Making Meaning with the White Mountains
Presented by Artist Rita Leduc, Dr. Rich Blundell, and MWM Director Meghan Doherty
Wednesday, October 4, 6-7pm
We are living in a time of profound social, ecological and technological change. Each day in the modern world, market-driven media, algorithms and now artificial intelligence are gradually diminishing our evolved capacities to sense, relate to, and make meaning with nature.
Extending Ecology: Making Meaning with the White Mountains is the latest outcome of an ongoing collaboration between an artist, an ecologist, and a forest in the White Mountains. The museum exhibition features visual and textual language that reflects the intelligence reactivated in the collaborators through long-term contemplative and creative immersion in the Hubbard Brook watershed. The project is an attempt to make the intelligence of nature, called Oika, palpable so that it may travel through interdisciplinary channels and back into culture.
In this panel discussion, Dr. Rich Blundell, Rita Leduc, and MWM curator Meghan Doherty delve into ways an experimental relationship between humans and a forest has served as a model for revitalized participation with the world, writ large.

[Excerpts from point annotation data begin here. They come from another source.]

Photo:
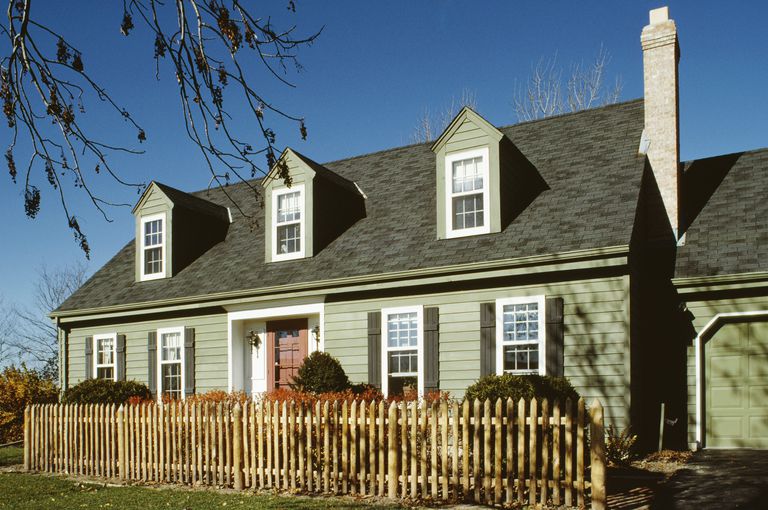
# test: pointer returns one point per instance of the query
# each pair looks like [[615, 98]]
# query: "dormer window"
[[153, 247], [467, 193], [288, 223]]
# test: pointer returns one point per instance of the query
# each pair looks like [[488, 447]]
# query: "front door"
[[286, 350]]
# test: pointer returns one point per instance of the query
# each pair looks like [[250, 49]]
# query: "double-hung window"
[[520, 338], [171, 362], [402, 350], [153, 247], [467, 193], [104, 359], [288, 223]]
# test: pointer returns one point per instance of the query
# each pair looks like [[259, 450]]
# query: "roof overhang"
[[600, 258]]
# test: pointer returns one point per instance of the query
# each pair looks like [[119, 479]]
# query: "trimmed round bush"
[[321, 373], [105, 391], [516, 387]]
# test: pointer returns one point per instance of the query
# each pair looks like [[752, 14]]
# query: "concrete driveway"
[[717, 479]]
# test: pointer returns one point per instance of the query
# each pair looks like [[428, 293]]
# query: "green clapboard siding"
[[210, 349], [596, 336], [704, 311]]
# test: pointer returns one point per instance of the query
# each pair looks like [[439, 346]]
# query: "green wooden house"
[[577, 245]]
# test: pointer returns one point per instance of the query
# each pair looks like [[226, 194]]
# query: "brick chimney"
[[662, 127]]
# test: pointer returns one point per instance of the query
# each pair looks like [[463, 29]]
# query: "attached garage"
[[735, 380]]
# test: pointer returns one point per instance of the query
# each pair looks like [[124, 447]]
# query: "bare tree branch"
[[206, 44], [545, 94]]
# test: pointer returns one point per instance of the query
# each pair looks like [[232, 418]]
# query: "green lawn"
[[11, 455], [29, 491]]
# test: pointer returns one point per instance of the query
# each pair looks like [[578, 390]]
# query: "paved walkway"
[[718, 479]]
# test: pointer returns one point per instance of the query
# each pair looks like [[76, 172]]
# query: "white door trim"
[[280, 312]]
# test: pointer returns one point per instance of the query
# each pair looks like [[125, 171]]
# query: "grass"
[[11, 455], [30, 491]]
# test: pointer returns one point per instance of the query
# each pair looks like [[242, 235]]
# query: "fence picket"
[[414, 450], [568, 493], [533, 452], [521, 412], [580, 454], [476, 455], [444, 448], [392, 451], [556, 454], [372, 445], [326, 425], [438, 450], [544, 451], [363, 442], [497, 452]]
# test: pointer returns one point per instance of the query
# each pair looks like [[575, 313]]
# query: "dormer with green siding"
[[306, 207], [483, 180], [173, 229]]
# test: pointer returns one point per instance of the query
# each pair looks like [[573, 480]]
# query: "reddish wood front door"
[[286, 350]]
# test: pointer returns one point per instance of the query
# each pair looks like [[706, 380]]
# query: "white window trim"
[[160, 362], [450, 232], [95, 348], [419, 345], [500, 343], [276, 257], [163, 251]]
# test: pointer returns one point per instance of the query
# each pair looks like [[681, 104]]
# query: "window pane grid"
[[521, 358], [288, 207], [403, 363], [153, 233], [468, 212], [521, 322], [105, 358], [289, 238], [171, 374], [402, 330], [467, 175], [170, 347]]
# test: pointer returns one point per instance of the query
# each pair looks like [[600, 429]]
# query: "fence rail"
[[492, 453]]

Dr. Rich Blundell is an ecologist whose work explores the convergence of science, art, nature and culture. As the founder of Oika, his research examines how transformation happens across the scales of person, place and planet. As a communicator, Rich tells a scientific story of the universe that includes art and human creativity as natural phenomena. His goal is to make the continuity of nature palpable. Dr. Blundell has received numerous grants and awards including; the ongoing TIDES Innovators, The National Science Foundation grant for Science Out There, the Brinkman Award, The Deep Time Values award, The Macquarie University Innovation in Scholarship Award, an Oculus Creators Award and nomination for the Jackson Hole Wildlife Film Festival Best New Media for Saving Grey’s Zebra. He is currently the Scientist-in-Residence at the Maria Mitchell Association on Nantucket Island.

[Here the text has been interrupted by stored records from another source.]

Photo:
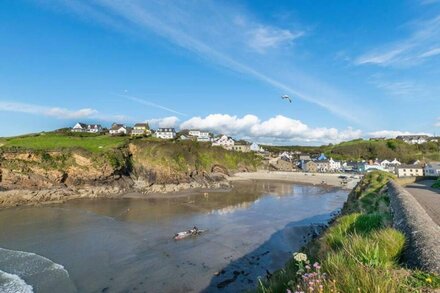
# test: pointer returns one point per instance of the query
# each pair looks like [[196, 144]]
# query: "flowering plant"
[[310, 278]]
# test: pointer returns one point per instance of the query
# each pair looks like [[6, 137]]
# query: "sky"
[[352, 68]]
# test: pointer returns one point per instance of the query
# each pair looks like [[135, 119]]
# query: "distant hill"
[[370, 149]]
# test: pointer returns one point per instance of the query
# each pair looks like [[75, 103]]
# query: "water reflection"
[[123, 245]]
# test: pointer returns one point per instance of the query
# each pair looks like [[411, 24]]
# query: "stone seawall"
[[423, 235]]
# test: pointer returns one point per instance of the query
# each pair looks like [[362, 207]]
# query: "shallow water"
[[126, 245]]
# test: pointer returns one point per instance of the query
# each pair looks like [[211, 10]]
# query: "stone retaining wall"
[[423, 235]]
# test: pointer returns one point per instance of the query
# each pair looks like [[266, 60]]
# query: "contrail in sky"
[[151, 104]]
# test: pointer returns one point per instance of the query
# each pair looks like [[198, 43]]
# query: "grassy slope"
[[174, 156], [437, 184], [55, 141], [189, 155], [366, 149], [359, 252]]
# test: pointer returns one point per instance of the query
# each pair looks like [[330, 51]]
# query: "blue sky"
[[353, 68]]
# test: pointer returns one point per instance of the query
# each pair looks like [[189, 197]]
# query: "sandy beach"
[[299, 177]]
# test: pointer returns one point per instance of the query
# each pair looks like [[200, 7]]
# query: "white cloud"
[[265, 37], [164, 122], [393, 133], [278, 128], [409, 51], [183, 23]]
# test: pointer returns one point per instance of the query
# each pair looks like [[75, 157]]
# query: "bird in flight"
[[286, 97]]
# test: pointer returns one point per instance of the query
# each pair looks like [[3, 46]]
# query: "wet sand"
[[299, 177], [126, 245]]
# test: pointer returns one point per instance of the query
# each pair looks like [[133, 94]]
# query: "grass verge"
[[360, 252]]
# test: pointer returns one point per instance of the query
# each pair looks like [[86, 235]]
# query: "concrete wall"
[[423, 235]]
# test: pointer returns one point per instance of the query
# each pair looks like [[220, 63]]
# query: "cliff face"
[[138, 165], [37, 170]]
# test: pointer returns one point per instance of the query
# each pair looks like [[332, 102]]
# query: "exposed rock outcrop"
[[39, 176]]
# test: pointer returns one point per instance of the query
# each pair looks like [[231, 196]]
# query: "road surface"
[[428, 197]]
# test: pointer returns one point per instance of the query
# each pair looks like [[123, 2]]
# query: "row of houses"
[[321, 164], [143, 129], [417, 139], [139, 129]]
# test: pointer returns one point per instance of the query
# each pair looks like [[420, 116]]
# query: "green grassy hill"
[[58, 141], [371, 149], [96, 158], [359, 252]]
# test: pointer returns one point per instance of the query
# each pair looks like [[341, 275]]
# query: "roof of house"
[[435, 165], [83, 125], [94, 126], [142, 125], [116, 126], [406, 166], [165, 130]]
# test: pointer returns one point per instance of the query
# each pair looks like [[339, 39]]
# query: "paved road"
[[428, 198]]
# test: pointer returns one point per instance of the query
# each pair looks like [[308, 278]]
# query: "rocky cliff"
[[141, 166]]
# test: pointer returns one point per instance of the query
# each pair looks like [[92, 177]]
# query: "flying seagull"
[[286, 97]]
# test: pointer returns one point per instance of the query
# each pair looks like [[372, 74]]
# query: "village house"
[[245, 148], [224, 141], [310, 166], [372, 166], [256, 148], [414, 139], [119, 129], [201, 136], [166, 133], [90, 128], [302, 160], [277, 164], [322, 166], [286, 156], [334, 165], [385, 163], [432, 169], [409, 171], [352, 166], [141, 129]]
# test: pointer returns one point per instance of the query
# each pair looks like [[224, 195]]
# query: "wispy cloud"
[[165, 122], [57, 112], [423, 43], [394, 133], [275, 129], [224, 42], [151, 104], [266, 37]]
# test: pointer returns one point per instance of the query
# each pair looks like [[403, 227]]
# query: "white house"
[[166, 133], [395, 162], [432, 169], [141, 129], [224, 141], [385, 163], [256, 148], [334, 165], [90, 128], [201, 136], [414, 139], [409, 171], [118, 129]]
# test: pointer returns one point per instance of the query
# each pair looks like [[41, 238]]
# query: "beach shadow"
[[242, 274]]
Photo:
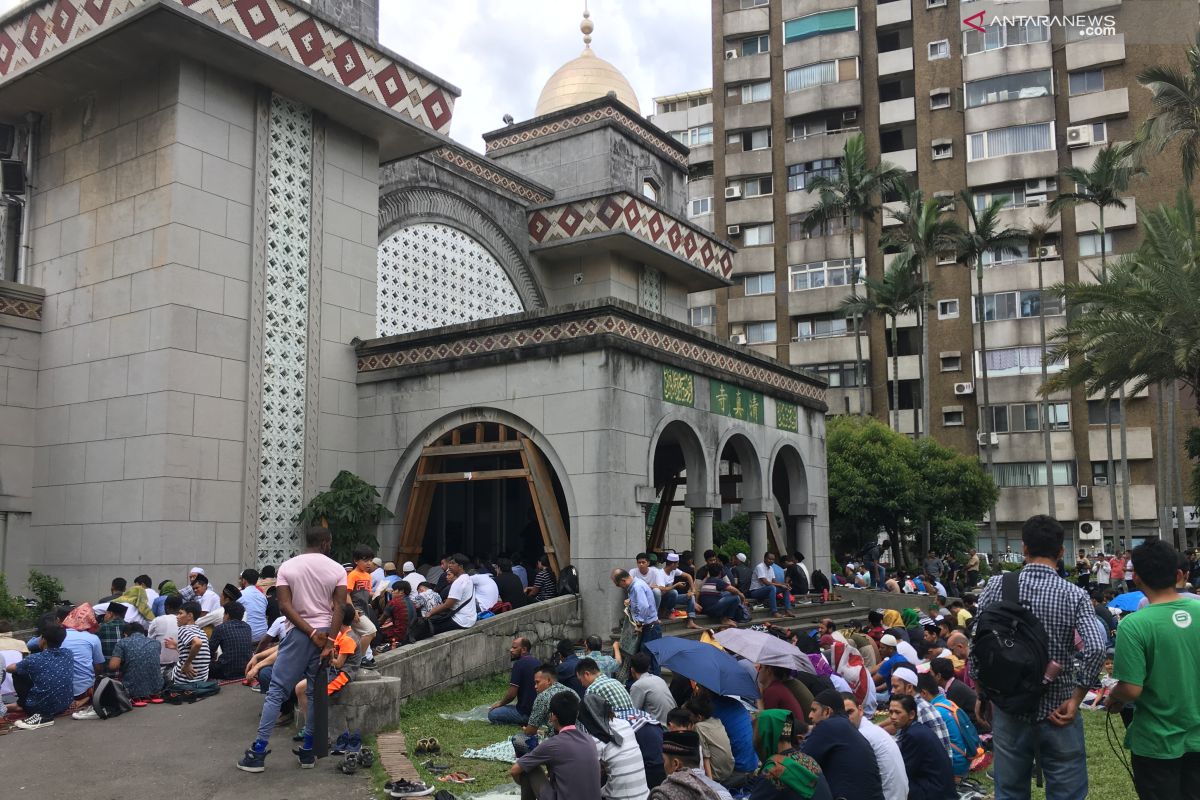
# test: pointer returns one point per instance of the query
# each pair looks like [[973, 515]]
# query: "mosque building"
[[241, 253]]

Rita Leduc is an interdisciplinary artist who develops relationships with ecosystems through multisensory means. The understanding she gains from this approach informs endeavors on scales from environmental to societal. She is currently pursuing this work through several Oika projects; these include Extending Ecology as well as additional place-based collaborations, workshops, talks, and courses. Additional ongoing engagements include Creator/Director of the interdisciplinary GROUNDWORK retreat and member of The Place Collective, a UK-based creative research community. Leduc’s work has been shown, supported, published, presented, and workshopped widely, most recently at Stand4 Gallery (Brooklyn) and at Maria Mitchell Association (Nantucket). Leduc received her MFA from Mason Gross (Rutgers), Post-Bac Certificate from SAIC, and BA from the University of Pennsylvania. She teaches at Ramapo Collage and Rutgers University.